These graphs are not as instructive as those in your textbook, since we are working with the wine data set, rather than the toy problem generated on page 79.  Some terms:
* the training and test errors often converge for each ML model.  The value it converges to is known as the bias.  Here the curves have not converged, which is often the case when there are insufficient samples.
* the difference between the bias and the test error is known as the variance.  


### OverFitting

If one creates a learning curve for a fixed number of data samples, but increase the complexity of the model, one often observes the following behavior.  (We'll use the data from the textbook since we don't really have enough samples to see such a curve in the wine data set).


In [None]:
from sklearn import metrics

MAXC=20
N=1000
NTEST=4000
ITERS=3

yhat_test=np.zeros((ITERS,MAXC,2))
yhat_train=np.zeros((ITERS,MAXC,2))

#Repeat ten times to get smooth curves
for i in xrange(ITERS):
    X = np.concatenate([1.25*np.random.randn(N,2),5+1.5*np.random.randn(N,2)]) 
    X = np.concatenate([X,[8,5]+1.5*np.random.randn(N,2)])
    y = np.concatenate([np.ones((N,1)),-np.ones((N,1))])
    y = np.concatenate([y,np.ones((N,1))])
    perm = np.random.permutation(y.size)
    X = X[perm,:]
    y = y[perm]

    X_test = np.concatenate([1.25*np.random.randn(NTEST,2),5+1.5*np.random.randn(NTEST,2)]) 
    X_test = np.concatenate([X_test,[8,5]+1.5*np.random.randn(NTEST,2)])
    y_test = np.concatenate([np.ones((NTEST,1)),-np.ones((NTEST,1))])
    y_test = np.concatenate([y_test,np.ones((NTEST,1))])

    j=0
    for C in xrange(1,MAXC+1):
        #Evaluate the model
        clf = tree.DecisionTreeClassifier(min_samples_leaf=1, max_depth=C)
        clf.fit(X,y.ravel())
        yhat_test[i,j,0] = 1. - metrics.accuracy_score(clf.predict(X_test), y_test.ravel())
        yhat_train[i,j,0] = 1. - metrics.accuracy_score(clf.predict(X), y.ravel())
        j=j+1

p1, = plt.plot(np.mean(yhat_test[:,:,0].T,axis=1),'r')
p2, = plt.plot(np.mean(yhat_train[:,:,0].T,axis=1),'b')
fig = plt.gcf()
fig.set_size_inches(12,5)
plt.xlabel('Complexity')
plt.ylabel('Error rate')
plt.legend([p1, p2], ["Testing error", "Training error"])
plt.savefig("learning_curve_4.png",dpi=300, bbox_inches='tight')
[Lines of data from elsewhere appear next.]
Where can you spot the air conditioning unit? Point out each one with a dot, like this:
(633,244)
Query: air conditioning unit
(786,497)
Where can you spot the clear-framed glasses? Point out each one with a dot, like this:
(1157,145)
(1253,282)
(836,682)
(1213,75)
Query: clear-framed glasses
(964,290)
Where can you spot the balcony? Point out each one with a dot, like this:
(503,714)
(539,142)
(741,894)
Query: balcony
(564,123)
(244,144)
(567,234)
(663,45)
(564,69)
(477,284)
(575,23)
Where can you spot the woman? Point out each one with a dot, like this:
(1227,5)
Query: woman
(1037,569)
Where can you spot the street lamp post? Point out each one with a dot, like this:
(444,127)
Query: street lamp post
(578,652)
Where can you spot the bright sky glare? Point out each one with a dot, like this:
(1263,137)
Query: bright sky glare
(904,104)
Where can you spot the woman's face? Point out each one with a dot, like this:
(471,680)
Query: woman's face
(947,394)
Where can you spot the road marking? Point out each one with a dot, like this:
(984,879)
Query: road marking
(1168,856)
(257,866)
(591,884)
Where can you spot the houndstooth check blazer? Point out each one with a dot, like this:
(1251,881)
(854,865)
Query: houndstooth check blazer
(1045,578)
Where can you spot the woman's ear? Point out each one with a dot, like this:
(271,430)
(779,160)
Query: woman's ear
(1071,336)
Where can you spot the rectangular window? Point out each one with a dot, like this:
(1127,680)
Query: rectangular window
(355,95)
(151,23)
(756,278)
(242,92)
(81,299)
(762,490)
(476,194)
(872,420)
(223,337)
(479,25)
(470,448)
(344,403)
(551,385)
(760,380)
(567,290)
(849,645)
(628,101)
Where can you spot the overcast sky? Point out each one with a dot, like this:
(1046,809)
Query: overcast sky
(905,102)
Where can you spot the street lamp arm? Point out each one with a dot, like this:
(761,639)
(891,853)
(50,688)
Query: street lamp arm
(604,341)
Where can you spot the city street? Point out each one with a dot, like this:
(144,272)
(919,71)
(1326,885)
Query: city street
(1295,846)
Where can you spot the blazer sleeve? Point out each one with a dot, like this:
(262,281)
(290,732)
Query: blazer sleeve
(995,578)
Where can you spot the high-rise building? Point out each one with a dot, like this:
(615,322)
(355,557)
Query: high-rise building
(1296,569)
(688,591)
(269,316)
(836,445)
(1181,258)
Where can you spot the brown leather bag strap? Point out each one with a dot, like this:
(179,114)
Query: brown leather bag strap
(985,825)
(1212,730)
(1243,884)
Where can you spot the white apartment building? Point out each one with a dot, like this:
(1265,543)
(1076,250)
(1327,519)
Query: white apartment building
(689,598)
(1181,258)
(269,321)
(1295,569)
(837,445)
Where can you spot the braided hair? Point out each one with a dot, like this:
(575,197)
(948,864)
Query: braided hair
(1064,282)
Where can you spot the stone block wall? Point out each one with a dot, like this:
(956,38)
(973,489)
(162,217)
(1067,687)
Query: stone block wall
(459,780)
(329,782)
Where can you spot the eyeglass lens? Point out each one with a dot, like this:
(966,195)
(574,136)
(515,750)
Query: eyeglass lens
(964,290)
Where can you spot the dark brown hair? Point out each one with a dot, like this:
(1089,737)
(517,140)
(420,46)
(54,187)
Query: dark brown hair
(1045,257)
* Here, we see that as the complexity increases, the training error decreases.
* Above a certain level of complexity, the test error starts increasing.  This is known as **over-fitting**

Most models are parameterized by hyper-parameters.
* e.g., nearest neighbors: have to specify number of neighbors to use
* e.g., decision tree: have to specify depth

A good heuristic for selecting the model is to choose the value of the hyper-parameter that yields the smallest estimated test error.  (test this using cross-validation).  To address over-fitting, the following approaches are also used:
* regularization: penalizing complex models
* ensemble techniques: e.g., bagging.  The idea is to generate several subsets of data from the training sample chosen randomly with replacement.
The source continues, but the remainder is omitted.